The strongest retreat rooms share another characteristic. They do not perform. They are not photographed for the annual report, they are not on the office tour route, and the people using them are not advertised. That discretion is doing important work. The reason employees actually use these spaces, rather than walking past them, is that there is no social cost attached. Nobody is wondering why someone needed twenty minutes away from their desk.

This is harder to design than it sounds. The instinct in workplace design is often to make every space legible, every feature visible, every investment defensible. The retreat room asks the opposite. It asks the business to fund a room that is supposed to look empty for most of the day, that staff use without explanation, and that earns its place through outcomes rather than utilisation graphs. Getting leadership comfortable with that proposition is sometimes the hardest part of the project.

A different definition of what the office is for

The growth of the retreat room sits inside a broader rethink of what offices are actually meant to do in 2026. With hybrid working settled into something close to a permanent pattern, the days people choose to spend in the office have to earn their keep. That has driven a wave of investment in collaboration spaces, social hubs and high-end welcome zones. The retreat room is the quiet counterpart to all of that. It accepts that an office which only supports the loud, social, collaborative parts of work is only doing half the job.

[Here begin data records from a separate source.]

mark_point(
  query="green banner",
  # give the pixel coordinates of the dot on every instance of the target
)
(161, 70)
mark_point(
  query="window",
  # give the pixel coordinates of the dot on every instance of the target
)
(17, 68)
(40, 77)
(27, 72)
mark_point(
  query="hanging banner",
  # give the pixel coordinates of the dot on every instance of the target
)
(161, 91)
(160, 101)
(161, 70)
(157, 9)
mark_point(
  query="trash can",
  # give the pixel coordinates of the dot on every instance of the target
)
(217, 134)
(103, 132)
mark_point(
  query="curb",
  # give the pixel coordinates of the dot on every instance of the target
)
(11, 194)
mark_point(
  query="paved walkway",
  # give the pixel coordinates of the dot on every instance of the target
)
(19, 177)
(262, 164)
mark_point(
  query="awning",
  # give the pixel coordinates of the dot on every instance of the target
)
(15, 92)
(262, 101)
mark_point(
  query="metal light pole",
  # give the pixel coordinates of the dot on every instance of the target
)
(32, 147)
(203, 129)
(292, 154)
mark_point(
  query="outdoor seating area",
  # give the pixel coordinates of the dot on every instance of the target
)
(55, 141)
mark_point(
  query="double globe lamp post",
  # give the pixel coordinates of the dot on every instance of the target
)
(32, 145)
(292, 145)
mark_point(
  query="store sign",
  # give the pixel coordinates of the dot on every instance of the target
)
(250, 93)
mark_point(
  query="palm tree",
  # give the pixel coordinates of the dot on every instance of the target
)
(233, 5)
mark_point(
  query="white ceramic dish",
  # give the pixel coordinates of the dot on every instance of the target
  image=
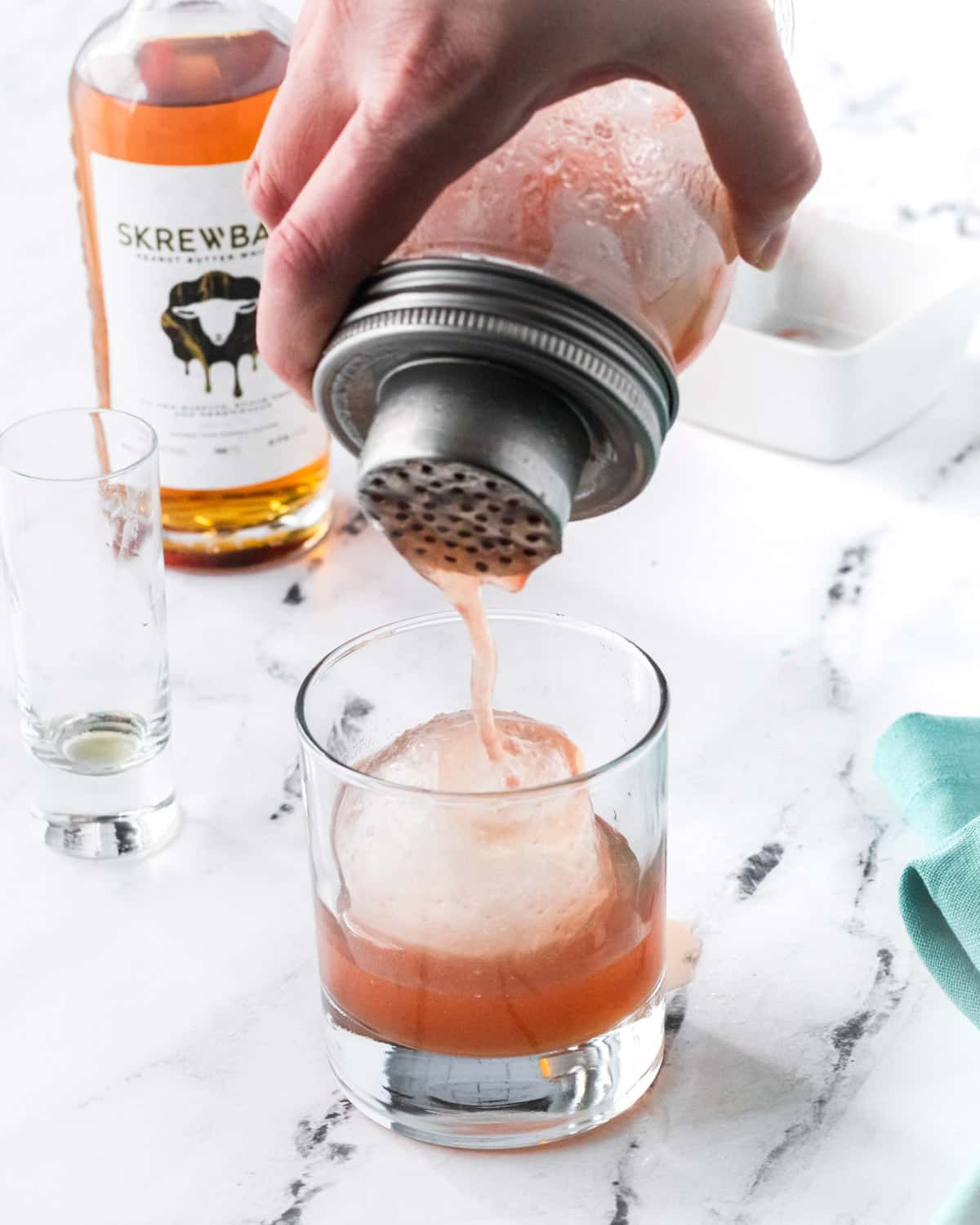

What used to be treated as a private matter, what someone does when they need a moment, is being absorbed into the design brief. That is a small shift on paper. In practice it is a significant change in what employers are willing to acknowledge about how people actually get through a working day. 

Productivity is no longer being measured by how many hours someone can spend exposed to the office at full volume. It is being measured, slowly and tentatively, by whether the building gives them somewhere to go when they need to stop.

What the next five years will probably show

The retreat room is unlikely to remain a single named space for long.  The thinking behind it is already spreading into other parts of the office. Meditation rooms, library zones, residential-style booths and wellness suites are appearing under different labels and with overlapping functions. Some buildings are designing entire floors around the principle of decompression, with acoustic zoning and lighting that shifts across the day to support different states of attention.

What unites these developments is a willingness to design for the full range of what a working day actually contains. The British workplace has historically asked staff to leave a great deal of themselves at the door, then perform an idealised version of themselves at full energy for eight hours. 

The retreat room is, at heart, a small admission that this was never quite realistic, and that the buildings which work best are the ones honest enough to design for the truth.